Guzek pęcherzykowy tarczycy

napisał/a: dolcevita74 2014-06-01 18:23
Witam
O chorobie dowiedziałam się w lutym tego roku. Zaczynałam od dawki 12,5 - teraz biorę 50 (Letrox)
Podczas badania usg lekarz wypatrzył guzka wielkości 10 mm. Dostałam skierowanie na biopsję i to wynik:

Rozpoznanie patomorfologiczne:
Rozproszone, leżące w płatach i układach pęcherzykowych tyreocyty o hyperchromatycznych jądrach, skapy koloid.
Diagnoza:
Nieokreślony guzek pęcherzykowy. Wskazana kontrolna BCI za 6 m-cy.
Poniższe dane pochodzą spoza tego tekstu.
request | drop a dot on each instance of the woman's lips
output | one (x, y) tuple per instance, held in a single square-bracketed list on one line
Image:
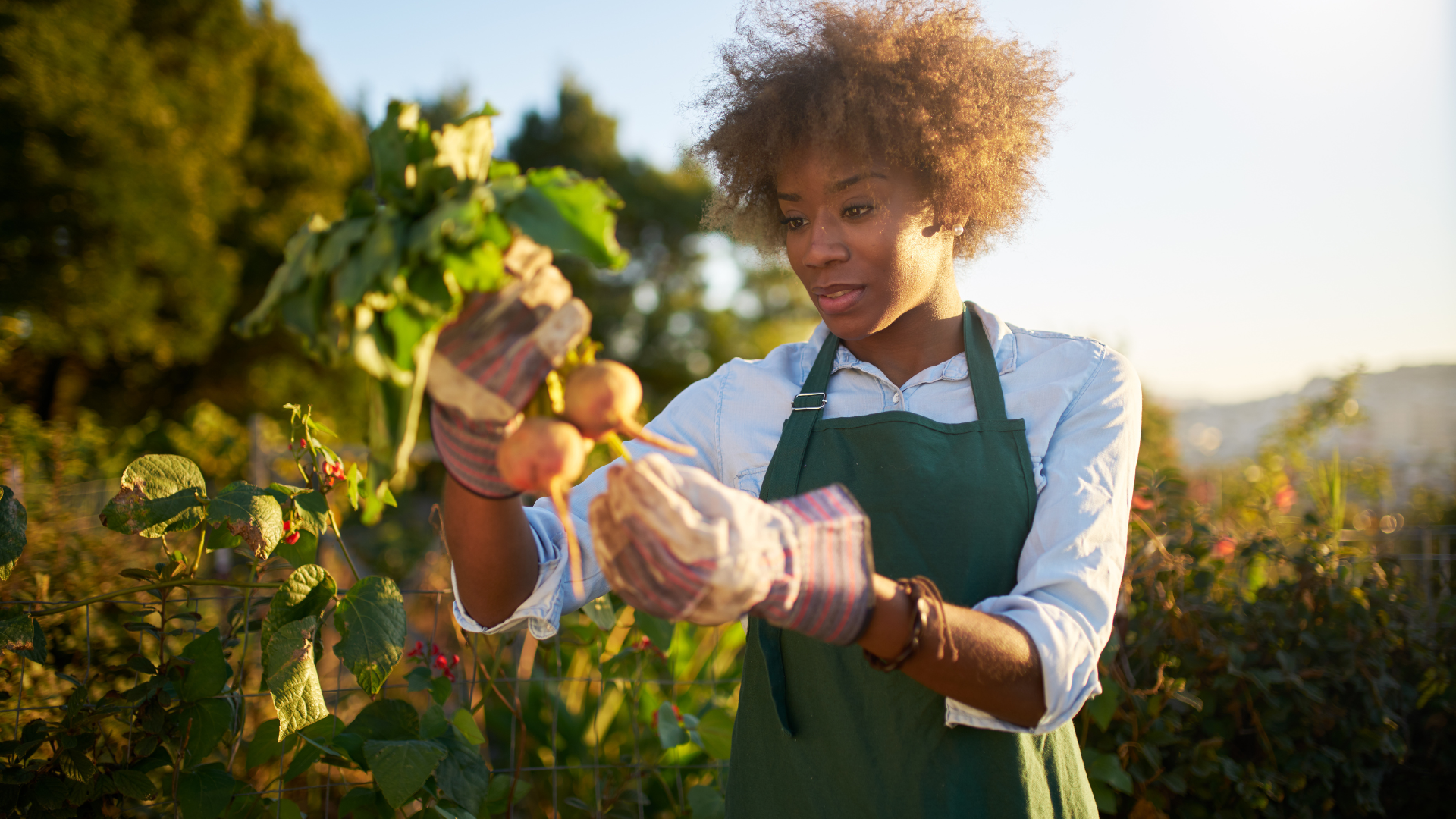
[(837, 299)]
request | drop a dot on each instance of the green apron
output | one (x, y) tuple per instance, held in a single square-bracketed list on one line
[(821, 733)]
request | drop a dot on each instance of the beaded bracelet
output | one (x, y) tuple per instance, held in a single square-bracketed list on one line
[(915, 632)]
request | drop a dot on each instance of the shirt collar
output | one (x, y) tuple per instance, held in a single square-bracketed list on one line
[(1001, 335)]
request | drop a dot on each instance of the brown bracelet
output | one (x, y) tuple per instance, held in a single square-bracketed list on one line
[(919, 589), (915, 632)]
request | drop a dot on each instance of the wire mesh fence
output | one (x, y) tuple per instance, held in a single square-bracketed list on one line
[(610, 717)]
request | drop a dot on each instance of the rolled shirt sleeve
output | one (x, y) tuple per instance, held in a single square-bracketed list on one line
[(1072, 563)]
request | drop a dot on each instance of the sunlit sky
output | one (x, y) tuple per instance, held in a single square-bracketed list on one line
[(1241, 194)]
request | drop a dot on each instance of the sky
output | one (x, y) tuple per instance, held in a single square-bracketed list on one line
[(1241, 194)]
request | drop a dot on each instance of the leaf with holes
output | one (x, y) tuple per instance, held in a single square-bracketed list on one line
[(400, 767), (12, 531), (249, 513), (372, 630), (159, 494), (293, 679), (209, 672)]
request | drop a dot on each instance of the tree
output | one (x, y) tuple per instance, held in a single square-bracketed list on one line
[(156, 158), (653, 315)]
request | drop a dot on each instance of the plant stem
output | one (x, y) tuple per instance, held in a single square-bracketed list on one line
[(343, 548), (242, 656), (147, 588), (201, 539)]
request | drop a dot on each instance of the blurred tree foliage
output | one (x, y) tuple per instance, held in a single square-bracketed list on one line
[(156, 159), (653, 314)]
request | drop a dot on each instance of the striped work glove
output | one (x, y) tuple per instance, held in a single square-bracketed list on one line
[(490, 362), (677, 544)]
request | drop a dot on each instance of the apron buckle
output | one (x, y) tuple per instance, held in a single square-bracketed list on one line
[(823, 400)]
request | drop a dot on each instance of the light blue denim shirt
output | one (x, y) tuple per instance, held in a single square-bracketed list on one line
[(1082, 406)]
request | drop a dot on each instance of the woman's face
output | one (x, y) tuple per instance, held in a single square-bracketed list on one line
[(862, 241)]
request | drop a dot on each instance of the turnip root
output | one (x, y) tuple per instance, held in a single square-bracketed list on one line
[(546, 457), (604, 398)]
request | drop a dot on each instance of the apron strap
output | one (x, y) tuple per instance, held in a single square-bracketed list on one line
[(990, 403), (783, 477), (781, 482)]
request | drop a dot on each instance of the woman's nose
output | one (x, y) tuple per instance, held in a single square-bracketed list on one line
[(826, 245)]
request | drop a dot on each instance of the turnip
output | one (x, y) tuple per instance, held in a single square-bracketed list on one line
[(545, 457), (603, 398)]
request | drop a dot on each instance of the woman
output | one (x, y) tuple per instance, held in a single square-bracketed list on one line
[(937, 575)]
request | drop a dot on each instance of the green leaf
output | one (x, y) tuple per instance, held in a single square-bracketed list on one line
[(1103, 706), (12, 531), (204, 792), (367, 268), (433, 722), (302, 761), (159, 493), (204, 725), (463, 720), (300, 553), (466, 148), (305, 594), (400, 767), (372, 630), (388, 720), (293, 273), (209, 672), (462, 774), (599, 611), (251, 513), (440, 689), (705, 802), (669, 732), (134, 784), (570, 215), (17, 630), (1107, 768), (478, 270), (264, 746), (657, 630), (715, 733), (312, 510), (293, 679), (364, 803)]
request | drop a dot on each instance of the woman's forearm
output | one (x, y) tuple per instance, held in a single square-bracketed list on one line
[(996, 670), (492, 550)]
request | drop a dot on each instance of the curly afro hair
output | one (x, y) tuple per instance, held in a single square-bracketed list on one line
[(919, 85)]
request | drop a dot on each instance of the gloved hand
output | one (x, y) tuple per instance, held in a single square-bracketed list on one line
[(677, 544), (490, 362)]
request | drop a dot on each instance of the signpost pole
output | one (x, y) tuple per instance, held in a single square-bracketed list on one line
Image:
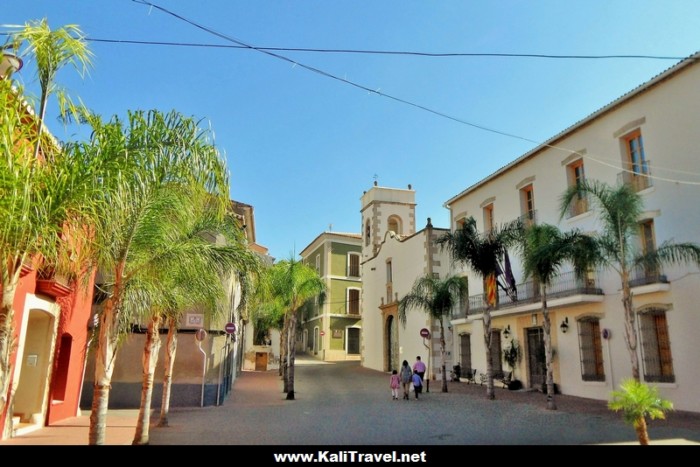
[(425, 333)]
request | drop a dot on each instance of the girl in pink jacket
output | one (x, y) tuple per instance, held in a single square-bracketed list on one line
[(394, 384)]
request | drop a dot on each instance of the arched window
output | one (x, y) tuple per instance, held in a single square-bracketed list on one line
[(394, 224), (656, 345), (591, 349)]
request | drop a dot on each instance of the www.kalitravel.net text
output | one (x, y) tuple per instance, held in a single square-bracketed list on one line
[(351, 456)]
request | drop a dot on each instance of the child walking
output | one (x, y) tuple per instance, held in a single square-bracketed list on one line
[(417, 384), (394, 384)]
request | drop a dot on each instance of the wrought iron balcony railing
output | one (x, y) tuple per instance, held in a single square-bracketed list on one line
[(645, 276), (637, 175), (564, 285)]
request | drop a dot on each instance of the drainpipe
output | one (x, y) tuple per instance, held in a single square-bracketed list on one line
[(200, 335), (222, 362)]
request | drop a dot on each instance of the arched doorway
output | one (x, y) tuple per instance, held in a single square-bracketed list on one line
[(391, 350), (34, 362)]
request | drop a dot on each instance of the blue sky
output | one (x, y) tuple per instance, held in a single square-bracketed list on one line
[(302, 146)]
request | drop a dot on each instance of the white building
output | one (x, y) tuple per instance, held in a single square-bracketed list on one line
[(646, 137)]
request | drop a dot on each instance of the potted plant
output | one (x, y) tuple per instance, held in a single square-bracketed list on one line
[(639, 402), (512, 356)]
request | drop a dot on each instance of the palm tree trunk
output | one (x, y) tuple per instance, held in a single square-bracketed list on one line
[(40, 124), (7, 344), (170, 350), (490, 390), (292, 355), (105, 356), (442, 356), (630, 328), (640, 426), (547, 325), (284, 351), (149, 361)]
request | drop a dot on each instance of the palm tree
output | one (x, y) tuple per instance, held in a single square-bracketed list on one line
[(40, 206), (437, 298), (619, 210), (53, 50), (190, 273), (545, 250), (637, 401), (480, 252), (291, 283), (157, 158)]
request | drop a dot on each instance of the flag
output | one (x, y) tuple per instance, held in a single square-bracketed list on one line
[(491, 289), (510, 280)]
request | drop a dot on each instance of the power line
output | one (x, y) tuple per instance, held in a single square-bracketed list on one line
[(386, 52), (243, 45)]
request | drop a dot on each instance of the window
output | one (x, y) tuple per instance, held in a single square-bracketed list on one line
[(636, 165), (354, 264), (465, 353), (353, 307), (656, 346), (527, 205), (646, 274), (591, 349), (648, 245), (488, 218), (394, 225), (389, 285), (496, 353), (576, 176), (61, 377)]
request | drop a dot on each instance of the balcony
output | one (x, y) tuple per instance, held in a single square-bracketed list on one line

Po biopsji lekarz stwierdził, że nalepiej będzie operacyjnie usunąć guzek. Guzek na razie nie rośnie.

Wyniki z lutego 2014r.
TSH - 4,69
anty TPO - 222

Czy miał ktoś podobny przypadek z takim guzkiem, bo sama nie wiem czy iść na operację czy jeszcze poczekać. Czekam na konsultację do innego endokrynologa ale to potrwa bo ciężko się dostać.
djfafa
napisał/a: djfafa 2014-06-03 08:27
Z guzkami pęcherzykowymi jest ten problem że występują bardzo często i tylko ich niewielka ilość to guzki złośliwe (nowotworowe), ale żeby mieć pewność należy zmianę usunąć i poddać ocenie histopatologicznej.

Dlatego nikt (nawet najlepszy endokrynolog) nie powie Ci na 100% czy można z tą zmianą "chodzić" czy trzeba ją usuwać. Biorąc pod uwagę, że zmiana jest mała a ryzyko nowotworu niewielkie zazwyczaj albo podejmuje się decyzje o obserwacji zmiany czyli USG lub USG i BAC co 6 miesięcy albo właśnie usuwa się ale tylko samą zmianę a nie np. cały płat tarczycy.